How to calculate growing degree days
To calculate the number of GDDS accumulated per day, you need to know: 1) the upper threshold temperature (T high) and lower threshold (T low) for development of the organism you are interested in, 2) the minimum daily temperature, and 3) the maximum daily temperature. The method below enables easy tracking of GDDS with a simple max-min thermometer. The following examples are for an insect with a lower threshold of 42 and an upper threshold of 86. When this method is used for other insects, their threshold values should be used in the equations.
Growing degree days (GDD) = (T max +T min)/2 - T low
Where T max is maximum daily temperature and is set to the upper threshold when temperatures exceed it. T min is the minimum daily temperature and is set to T low when temperatures fall below this value. T low is the base temperature for the insect.
1. Temperatures within insect's development thresholds.
A day with a low of 50° and a high of 78°: (78+50)/2 - 42 = 22 GDD
2. Temperature drops below insect's lower threshold.
A day with a low of 30° and a high of 70°: (70+42)/2 - 42 = 14 GDD
3. Temperature goes outside both the higher and lower thresholds.

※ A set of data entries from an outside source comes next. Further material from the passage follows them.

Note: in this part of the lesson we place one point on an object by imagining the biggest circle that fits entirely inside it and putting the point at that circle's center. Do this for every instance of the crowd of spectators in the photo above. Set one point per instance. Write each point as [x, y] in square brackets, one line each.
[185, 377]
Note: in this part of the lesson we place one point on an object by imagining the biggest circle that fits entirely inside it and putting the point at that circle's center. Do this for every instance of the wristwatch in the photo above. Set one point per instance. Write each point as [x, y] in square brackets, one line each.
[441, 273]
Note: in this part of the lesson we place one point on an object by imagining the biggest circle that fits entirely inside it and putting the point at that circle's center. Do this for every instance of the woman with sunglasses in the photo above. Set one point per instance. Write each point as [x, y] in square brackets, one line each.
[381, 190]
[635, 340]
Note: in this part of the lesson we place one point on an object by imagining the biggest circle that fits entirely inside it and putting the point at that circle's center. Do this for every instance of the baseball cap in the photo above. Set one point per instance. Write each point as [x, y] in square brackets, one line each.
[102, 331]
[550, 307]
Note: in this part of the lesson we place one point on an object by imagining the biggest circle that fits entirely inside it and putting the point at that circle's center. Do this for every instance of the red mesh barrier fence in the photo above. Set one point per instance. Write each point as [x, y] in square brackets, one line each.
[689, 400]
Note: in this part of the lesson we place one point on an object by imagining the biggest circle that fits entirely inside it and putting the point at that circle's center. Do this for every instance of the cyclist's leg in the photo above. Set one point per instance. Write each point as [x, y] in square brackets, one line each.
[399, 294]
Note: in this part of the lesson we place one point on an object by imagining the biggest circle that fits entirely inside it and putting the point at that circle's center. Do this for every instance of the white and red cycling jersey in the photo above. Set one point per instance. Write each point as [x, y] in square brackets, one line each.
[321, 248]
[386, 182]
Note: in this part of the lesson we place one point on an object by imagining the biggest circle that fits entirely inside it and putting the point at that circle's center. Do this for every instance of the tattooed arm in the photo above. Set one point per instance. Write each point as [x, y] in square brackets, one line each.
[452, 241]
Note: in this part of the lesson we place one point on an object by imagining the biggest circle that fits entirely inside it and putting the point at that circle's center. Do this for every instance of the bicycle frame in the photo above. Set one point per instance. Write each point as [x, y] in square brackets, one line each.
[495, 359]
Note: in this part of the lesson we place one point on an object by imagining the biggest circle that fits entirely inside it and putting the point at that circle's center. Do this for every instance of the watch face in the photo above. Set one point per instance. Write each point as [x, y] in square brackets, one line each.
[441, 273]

A day with a low of 28° and a high of 88°: (86+42)/2 - 42 = 22 GDD
The start point for accumulating GDDs can be decided in two different ways. Either GDDs are counted from a set date, such as March 1, or they are counted from a specific biological event, called a biofix -- the date when the first adult is captured in a pheromone or other trap, provided additional adults are captured on two successive trapping dates. This may be called the first sustained capture. Using a biofix is usually more accurate and means that the GDDs have to be counted for a shorter period. Often optimal timing for an insecticide application is during egg hatch, because this is when the insect is most vulnerable. At a set number of GDDs after biofix, sprays aimed at the pest can be applied to target the appropriate stage of the insect. For many of the apple and cherry pest insects, the number of GDDs from first sustained catch to egg-hatch is well known. By keeping track of the number of GDDs after biofix, the optimal timing for control measures can be determined. It is therefore important to check traps often near the start of adult emergence.
Above all, remember that degree day accumulations should be used only as a guide for making management decisions. Ultimate decisions should also be based heavily on frequent scouting of the crop for the presence of insects or insect damage.
Disease prediction models
Disease prediction models usually predict one or more critical phases in epidemic development such as the presence of primary or secondary inoculum or an infection period. Infection periods are times when the minimum environmental conditions have been met for infection to take place. Environmental data such as temperature, relative humidity, and leaf wetness are typically needed to run disease prediction models. Research in Michigan indicates that leaf wetness can vary significantly over short distances and heights in a crop, especially late in the growing season when the canopy is most dense. The use of models such as for apple scab that predict disease severity based on leaf wetness may be complicated by the variations in microclimate. For models that predict infection periods, fungicides are generally applied "after the fact," which means that growers have to use curative, systemic fungicides. Models and curative fungicides are not available for all diseases. Most models are based on current or past weather data, but can also be run using predicted weather data, however, those based on predictions are less accurate.